Things get more ambivalent with Mutt Williams, a new sidekick played by Shia Lebeouf who turns out to be Indy and Marion's son. His Brando-styled entrance is a riot, and I honestly think Lebeouf plays the role well. Based purely on his performance I would have happily seen Mutt Williams spin off into his own franchise. Sadly the screenplay pushes him into misplaced comic moments a little too often, and that gradually sabotages the character. By the time he has had a sword fight on a moving jeep and swung through a jungle Tarzan-style with an army of monkeys it is near-impossible to enjoy him any more.

Colonel Doctor Irina Spalko (Cate Blanchett) works less as a proper character and more as a cartoon super-villain. There is no depth to her, her accent feels unconvincing and exaggerated, and she winds up paling in comparison to earlier villains such as Rene Bellocq, Mola Ram and Walter Donovan. Igor Jijikine is a lot more successful as her henchman Dovchenko, who presented an ominous physical challenge to Indy throughout the film.

The Crystal Skull is saddled with an unfortunate screenplay that gradually gets worse the longer it goes on. The prologue is fabulous. A subsequent motorcycle-versus-car chase through a university campus is almost as good. Early scenes of dialogue between Indy and Mutt develop their relationship very well - and even reference The Young Indiana Jones Chronicles, which was a small surprise. Then there is a weirdly unnecessary action sequence at an old burial ground, and shortly afterwards the film hits the jungle and it all goes downhill from there. The film's final act features a tribe of native South Americans who appear to exist solely to be murdered by Russians, and a reveal of aliens and an inter-dimensional spacecraft.

There is no escaping the core problem of Crystal Skull in that the sudden insertion of science fiction into an ostensibly fantastical movie franchise is a monumental cock-up. You can see how George Lucas - who developed the plot from which David Koepp wrote the screenplay - reached this conclusion. The original Indiana Jones films were a pastiche of old-time movie serials and adventure films. The mystical, religious angle of the various artefacts suited the tone perfectly. With Crystal Skull Lucas sets a film in the late 1950s, a time of the Cold War, rumours of psychic experiments, and the original UFO phenomenon. Tying those together in theory makes Crystal Skull a 1950s pastiche in the same manner as the original trilogy operated as a 1930s pastiche. In practice it jars badly, and leads to Lucas and Spielberg all-but destroying their own film.

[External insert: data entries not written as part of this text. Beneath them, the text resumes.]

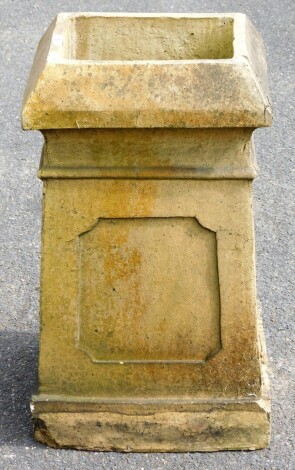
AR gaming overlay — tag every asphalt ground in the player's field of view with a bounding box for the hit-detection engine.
[0,0,295,470]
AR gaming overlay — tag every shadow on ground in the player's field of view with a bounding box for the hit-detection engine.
[0,331,38,445]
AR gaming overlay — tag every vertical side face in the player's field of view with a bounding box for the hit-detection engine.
[78,217,221,362]
[39,179,261,399]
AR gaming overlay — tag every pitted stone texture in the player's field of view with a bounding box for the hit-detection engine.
[23,13,271,129]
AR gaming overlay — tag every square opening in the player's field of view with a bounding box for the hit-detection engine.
[71,16,233,61]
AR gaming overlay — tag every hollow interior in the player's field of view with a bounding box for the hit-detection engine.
[72,16,233,60]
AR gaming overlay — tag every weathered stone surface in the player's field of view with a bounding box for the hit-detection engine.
[23,14,270,451]
[23,13,271,129]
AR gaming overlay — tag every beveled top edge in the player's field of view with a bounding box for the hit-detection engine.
[22,12,271,129]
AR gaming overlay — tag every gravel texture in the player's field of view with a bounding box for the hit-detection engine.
[0,0,295,470]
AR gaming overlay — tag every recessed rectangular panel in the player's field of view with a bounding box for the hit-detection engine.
[78,217,221,362]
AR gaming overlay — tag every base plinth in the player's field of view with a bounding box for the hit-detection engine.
[32,395,270,452]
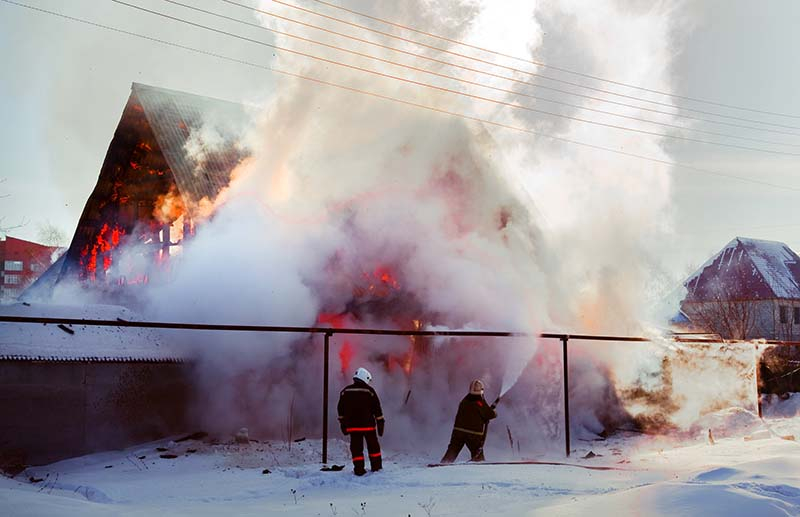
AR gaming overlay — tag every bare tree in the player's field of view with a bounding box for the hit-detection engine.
[36,221,68,248]
[0,178,28,235]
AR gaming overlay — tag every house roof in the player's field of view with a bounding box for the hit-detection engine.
[21,83,253,301]
[131,83,250,205]
[0,303,190,363]
[684,237,800,301]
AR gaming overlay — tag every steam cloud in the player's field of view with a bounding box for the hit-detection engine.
[43,0,756,453]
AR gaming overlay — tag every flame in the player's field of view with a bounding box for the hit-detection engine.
[153,185,186,225]
[79,223,125,282]
[339,341,355,375]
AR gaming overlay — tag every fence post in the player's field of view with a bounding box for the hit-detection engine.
[753,345,763,418]
[561,335,570,457]
[322,332,333,463]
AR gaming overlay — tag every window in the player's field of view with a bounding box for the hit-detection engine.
[5,275,21,285]
[3,260,22,271]
[0,287,20,298]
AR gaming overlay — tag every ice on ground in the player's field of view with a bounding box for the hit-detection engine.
[0,411,800,517]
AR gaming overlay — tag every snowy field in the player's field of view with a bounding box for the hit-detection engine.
[0,395,800,517]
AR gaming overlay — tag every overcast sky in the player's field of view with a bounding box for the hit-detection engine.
[0,0,800,282]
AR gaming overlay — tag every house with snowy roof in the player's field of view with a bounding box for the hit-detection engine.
[681,237,800,341]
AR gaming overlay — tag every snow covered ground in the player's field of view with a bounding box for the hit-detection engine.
[0,406,800,517]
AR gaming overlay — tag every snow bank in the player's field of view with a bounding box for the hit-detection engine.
[762,393,800,418]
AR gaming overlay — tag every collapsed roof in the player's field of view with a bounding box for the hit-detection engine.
[22,83,251,300]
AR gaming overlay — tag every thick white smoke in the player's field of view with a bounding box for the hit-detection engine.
[42,0,752,453]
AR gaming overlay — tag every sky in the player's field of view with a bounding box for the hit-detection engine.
[0,0,800,281]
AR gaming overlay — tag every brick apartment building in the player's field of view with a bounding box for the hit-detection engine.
[0,237,58,301]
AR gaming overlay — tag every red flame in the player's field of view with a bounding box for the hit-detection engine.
[80,224,125,281]
[339,341,355,375]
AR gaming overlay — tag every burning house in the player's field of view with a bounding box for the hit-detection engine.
[0,84,249,466]
[26,83,249,300]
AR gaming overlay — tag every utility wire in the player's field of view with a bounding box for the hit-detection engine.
[163,0,800,147]
[0,0,800,192]
[312,0,800,118]
[221,0,800,136]
[111,0,800,156]
[268,0,800,129]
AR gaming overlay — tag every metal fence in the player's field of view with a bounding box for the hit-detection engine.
[0,315,800,463]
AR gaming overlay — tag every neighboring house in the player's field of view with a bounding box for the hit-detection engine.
[0,237,58,301]
[681,237,800,341]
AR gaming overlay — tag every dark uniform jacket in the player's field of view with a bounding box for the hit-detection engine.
[338,379,383,433]
[453,395,497,436]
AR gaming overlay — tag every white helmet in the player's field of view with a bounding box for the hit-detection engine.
[353,368,372,384]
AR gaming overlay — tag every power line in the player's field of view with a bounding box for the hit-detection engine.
[158,0,800,147]
[111,0,800,156]
[268,0,800,129]
[0,0,800,192]
[221,0,800,136]
[312,0,800,118]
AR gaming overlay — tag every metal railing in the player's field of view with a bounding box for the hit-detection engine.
[0,315,772,463]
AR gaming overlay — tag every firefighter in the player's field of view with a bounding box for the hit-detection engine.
[442,380,497,463]
[338,368,385,476]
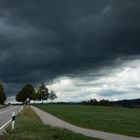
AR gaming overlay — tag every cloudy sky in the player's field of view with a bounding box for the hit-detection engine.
[0,0,140,101]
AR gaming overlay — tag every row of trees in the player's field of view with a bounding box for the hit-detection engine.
[16,83,57,103]
[0,80,6,105]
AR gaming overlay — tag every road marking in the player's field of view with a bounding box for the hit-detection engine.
[0,119,12,130]
[0,106,17,114]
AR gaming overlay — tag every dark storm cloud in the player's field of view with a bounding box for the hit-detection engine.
[0,0,140,95]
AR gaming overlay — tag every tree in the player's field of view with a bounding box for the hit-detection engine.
[16,84,35,103]
[49,90,57,102]
[37,83,49,103]
[0,80,6,105]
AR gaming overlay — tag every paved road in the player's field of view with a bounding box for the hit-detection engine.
[0,106,22,133]
[31,106,140,140]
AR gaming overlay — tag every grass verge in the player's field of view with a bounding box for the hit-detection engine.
[36,104,140,137]
[0,107,97,140]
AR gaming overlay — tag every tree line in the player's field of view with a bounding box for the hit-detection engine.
[0,80,6,105]
[16,83,57,103]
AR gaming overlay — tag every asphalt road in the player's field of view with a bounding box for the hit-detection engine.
[0,106,22,133]
[31,106,140,140]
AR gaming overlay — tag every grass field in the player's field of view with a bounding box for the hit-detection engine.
[0,107,97,140]
[37,105,140,137]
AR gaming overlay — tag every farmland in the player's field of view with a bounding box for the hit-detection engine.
[37,104,140,137]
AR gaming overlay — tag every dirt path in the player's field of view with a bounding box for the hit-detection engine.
[31,106,140,140]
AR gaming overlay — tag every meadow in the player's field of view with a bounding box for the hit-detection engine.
[36,104,140,137]
[0,107,97,140]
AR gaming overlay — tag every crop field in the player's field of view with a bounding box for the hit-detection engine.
[36,104,140,137]
[0,107,97,140]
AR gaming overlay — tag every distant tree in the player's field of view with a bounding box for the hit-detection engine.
[16,84,35,103]
[0,80,6,105]
[49,90,57,102]
[37,83,49,103]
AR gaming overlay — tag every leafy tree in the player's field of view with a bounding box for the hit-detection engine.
[16,84,35,103]
[37,83,49,103]
[0,80,6,105]
[49,90,57,102]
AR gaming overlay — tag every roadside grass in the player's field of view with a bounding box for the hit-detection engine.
[35,104,140,137]
[0,107,97,140]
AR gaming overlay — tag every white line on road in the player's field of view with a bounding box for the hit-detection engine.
[0,119,12,130]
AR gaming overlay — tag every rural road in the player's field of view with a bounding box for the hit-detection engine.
[31,106,140,140]
[0,106,22,134]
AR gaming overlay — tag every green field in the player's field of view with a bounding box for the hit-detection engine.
[36,104,140,137]
[0,107,97,140]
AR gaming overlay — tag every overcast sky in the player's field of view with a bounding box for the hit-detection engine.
[0,0,140,101]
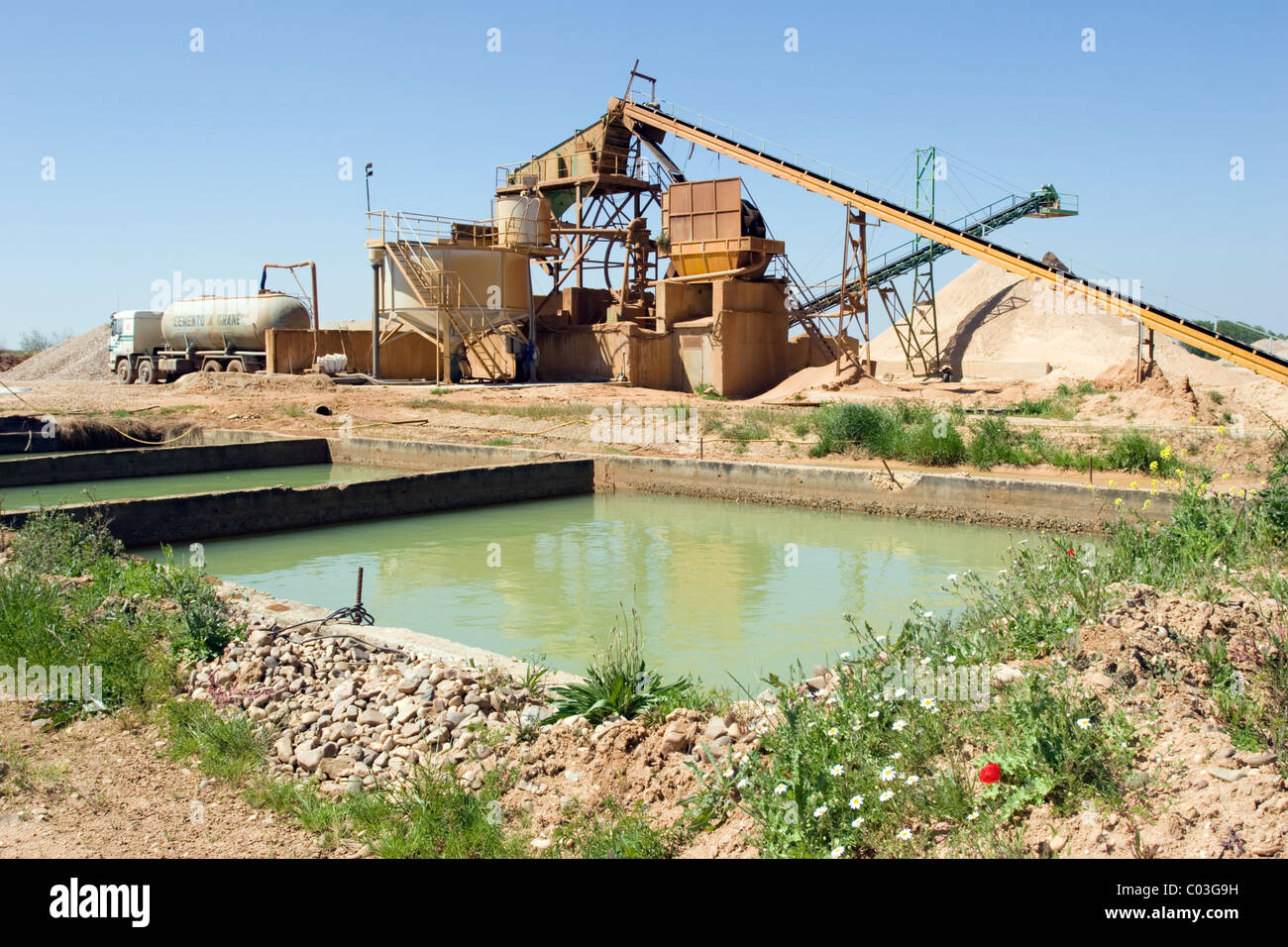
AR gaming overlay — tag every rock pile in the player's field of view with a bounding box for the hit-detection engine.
[189,621,550,791]
[188,618,778,793]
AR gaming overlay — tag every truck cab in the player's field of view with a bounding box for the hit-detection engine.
[107,309,164,384]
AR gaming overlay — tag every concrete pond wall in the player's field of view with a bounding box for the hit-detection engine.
[0,429,1172,545]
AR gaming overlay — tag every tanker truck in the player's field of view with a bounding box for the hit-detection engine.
[108,291,313,385]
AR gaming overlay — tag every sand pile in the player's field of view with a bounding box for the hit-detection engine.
[872,254,1136,378]
[4,323,112,381]
[1252,339,1288,359]
[752,362,859,401]
[872,254,1288,423]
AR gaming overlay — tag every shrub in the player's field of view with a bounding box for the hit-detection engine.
[164,701,268,783]
[550,609,693,724]
[1105,428,1179,476]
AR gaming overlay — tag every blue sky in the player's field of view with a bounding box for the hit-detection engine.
[0,0,1288,346]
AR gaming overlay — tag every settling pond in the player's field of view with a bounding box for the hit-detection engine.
[139,492,1031,690]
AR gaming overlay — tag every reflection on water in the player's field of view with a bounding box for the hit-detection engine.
[151,493,1030,686]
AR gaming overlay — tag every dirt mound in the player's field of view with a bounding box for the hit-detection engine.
[174,371,335,393]
[1025,586,1288,858]
[4,323,112,381]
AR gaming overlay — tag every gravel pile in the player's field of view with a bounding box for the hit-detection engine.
[4,323,112,381]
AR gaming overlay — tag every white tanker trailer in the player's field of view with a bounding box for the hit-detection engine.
[108,291,313,385]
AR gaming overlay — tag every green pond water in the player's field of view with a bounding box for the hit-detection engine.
[0,464,399,510]
[148,493,1029,686]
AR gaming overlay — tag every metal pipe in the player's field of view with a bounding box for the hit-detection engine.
[371,262,382,378]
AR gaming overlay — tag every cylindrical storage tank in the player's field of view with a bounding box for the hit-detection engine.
[496,197,550,248]
[161,292,313,352]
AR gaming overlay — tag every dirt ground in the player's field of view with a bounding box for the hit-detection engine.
[0,702,329,858]
[0,369,1288,489]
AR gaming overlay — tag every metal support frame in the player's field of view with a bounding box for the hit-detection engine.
[836,205,872,374]
[896,146,939,374]
[537,139,661,327]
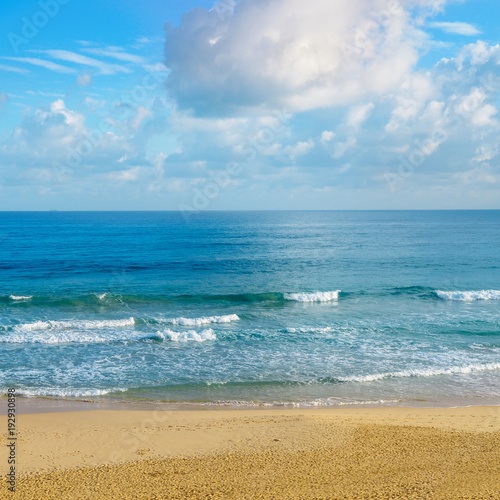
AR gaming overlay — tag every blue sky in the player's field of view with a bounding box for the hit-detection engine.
[0,0,500,209]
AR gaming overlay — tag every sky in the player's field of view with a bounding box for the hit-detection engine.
[0,0,500,211]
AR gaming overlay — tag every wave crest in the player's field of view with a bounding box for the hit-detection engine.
[283,290,340,302]
[436,290,500,302]
[156,328,217,342]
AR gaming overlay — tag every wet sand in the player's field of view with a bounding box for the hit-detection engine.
[0,407,500,500]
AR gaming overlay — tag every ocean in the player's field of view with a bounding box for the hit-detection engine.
[0,211,500,406]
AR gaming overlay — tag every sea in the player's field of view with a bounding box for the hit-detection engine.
[0,211,500,407]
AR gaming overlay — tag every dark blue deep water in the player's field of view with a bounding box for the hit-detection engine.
[0,211,500,405]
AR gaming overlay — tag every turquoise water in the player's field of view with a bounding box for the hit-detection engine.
[0,211,500,405]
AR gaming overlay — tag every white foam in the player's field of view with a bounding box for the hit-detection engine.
[157,328,217,342]
[283,290,340,302]
[166,314,240,326]
[0,330,157,344]
[285,326,335,333]
[337,363,500,382]
[13,318,135,333]
[16,387,128,398]
[435,290,500,302]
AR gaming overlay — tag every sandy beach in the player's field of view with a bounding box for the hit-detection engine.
[0,407,500,500]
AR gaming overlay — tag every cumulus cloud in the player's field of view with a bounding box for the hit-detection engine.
[429,22,481,36]
[165,0,438,115]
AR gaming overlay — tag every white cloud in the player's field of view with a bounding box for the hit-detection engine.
[165,0,434,115]
[44,50,131,75]
[1,57,75,73]
[76,73,92,87]
[321,130,335,142]
[429,22,481,36]
[0,64,30,75]
[346,102,375,127]
[82,47,147,64]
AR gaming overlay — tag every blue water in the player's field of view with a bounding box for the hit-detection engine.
[0,211,500,405]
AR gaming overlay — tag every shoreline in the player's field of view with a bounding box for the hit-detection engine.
[0,406,500,499]
[0,395,500,415]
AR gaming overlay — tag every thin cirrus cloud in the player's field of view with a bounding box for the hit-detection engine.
[2,57,75,73]
[82,47,147,64]
[44,50,131,75]
[0,64,30,75]
[429,22,482,36]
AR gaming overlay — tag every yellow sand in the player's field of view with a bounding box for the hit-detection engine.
[0,407,500,500]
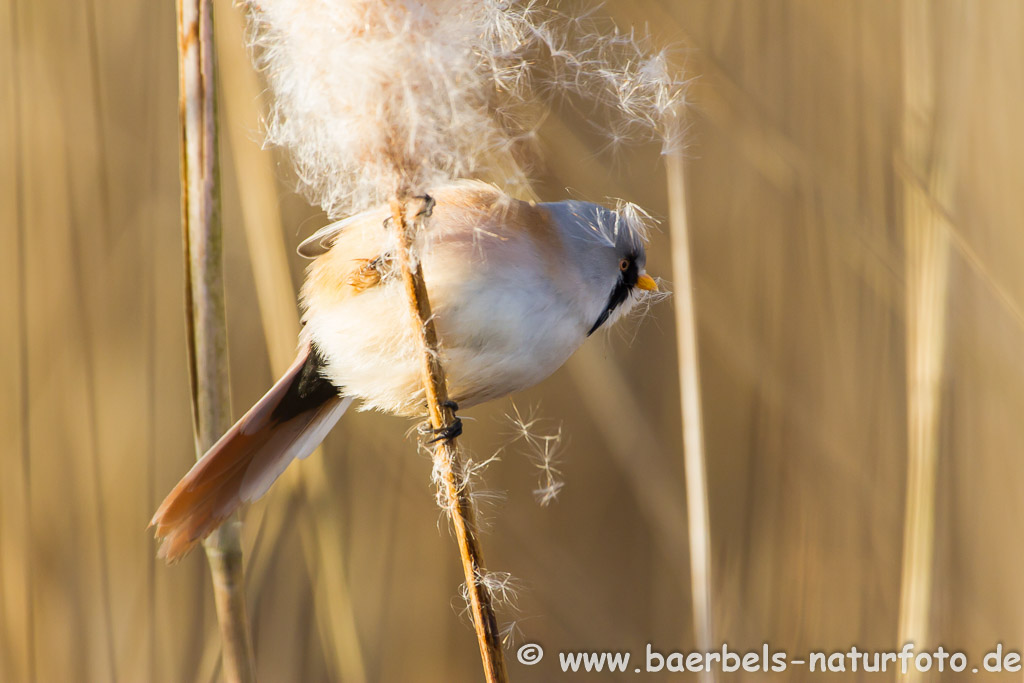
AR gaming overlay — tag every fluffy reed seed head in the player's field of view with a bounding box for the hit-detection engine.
[248,0,684,216]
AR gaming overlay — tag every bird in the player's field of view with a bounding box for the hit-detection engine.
[151,180,658,562]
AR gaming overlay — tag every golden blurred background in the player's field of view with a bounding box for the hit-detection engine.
[0,0,1024,681]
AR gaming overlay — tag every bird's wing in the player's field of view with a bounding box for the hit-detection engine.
[296,207,390,258]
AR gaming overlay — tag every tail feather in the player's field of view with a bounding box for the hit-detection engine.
[150,346,352,562]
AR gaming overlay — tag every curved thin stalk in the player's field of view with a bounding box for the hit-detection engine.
[177,0,255,683]
[391,198,508,683]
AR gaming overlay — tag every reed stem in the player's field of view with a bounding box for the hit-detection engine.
[391,197,508,683]
[177,0,255,683]
[666,149,715,681]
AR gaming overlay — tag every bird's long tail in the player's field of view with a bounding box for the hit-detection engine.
[150,345,352,562]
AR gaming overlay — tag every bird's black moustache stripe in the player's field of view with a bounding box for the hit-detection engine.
[587,258,640,337]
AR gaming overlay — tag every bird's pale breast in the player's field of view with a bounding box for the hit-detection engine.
[303,184,587,415]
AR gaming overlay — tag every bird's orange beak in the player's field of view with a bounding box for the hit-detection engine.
[637,272,657,292]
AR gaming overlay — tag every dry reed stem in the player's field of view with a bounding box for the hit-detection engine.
[897,0,974,681]
[8,0,37,683]
[666,154,715,681]
[177,0,255,683]
[391,197,508,683]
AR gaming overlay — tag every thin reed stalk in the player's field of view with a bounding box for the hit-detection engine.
[9,0,36,683]
[897,0,973,681]
[666,154,715,681]
[391,197,508,683]
[177,0,255,683]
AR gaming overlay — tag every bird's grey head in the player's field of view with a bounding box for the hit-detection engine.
[541,200,657,336]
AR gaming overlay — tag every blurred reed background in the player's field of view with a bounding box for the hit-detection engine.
[0,0,1024,681]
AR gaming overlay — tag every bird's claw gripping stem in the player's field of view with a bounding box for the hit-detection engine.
[427,400,462,443]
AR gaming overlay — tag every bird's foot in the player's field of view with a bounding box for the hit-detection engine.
[427,400,462,443]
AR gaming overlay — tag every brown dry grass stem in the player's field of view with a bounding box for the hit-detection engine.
[897,0,973,681]
[177,0,255,683]
[666,155,715,681]
[391,197,508,683]
[8,0,36,683]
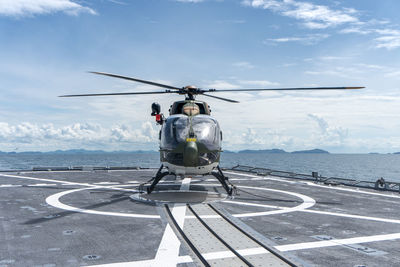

There are good parts of this film, but they are front-loaded. The further it goes the more tiresome it becomes. It is an odd movie in many respects: often a bad script like this means it has been under-cooked, and needed a few more drafts and iterations to properly succeed. It feels as if The Crystal Skull has the opposite problem: several writers slaved away at numerous takes on Lucas' material for more than a decade. Elements seem to exist not because they serve the plot but because someone in the production liked them too much from earlier drafts to let them go.

Harrison Ford and Steven Spielberg have decided to make one final Indiana Jones film together, for release in 2019. Ford will be 77 years old. If they play true to his age that means a film set in 1968. I really hope that they develop a better screenplay this time around: I think there's great potential for a different sort of adventure to close off the series, but it is going to be even harder than it was to develop The Crystal Skull - and that time around they essentially failed.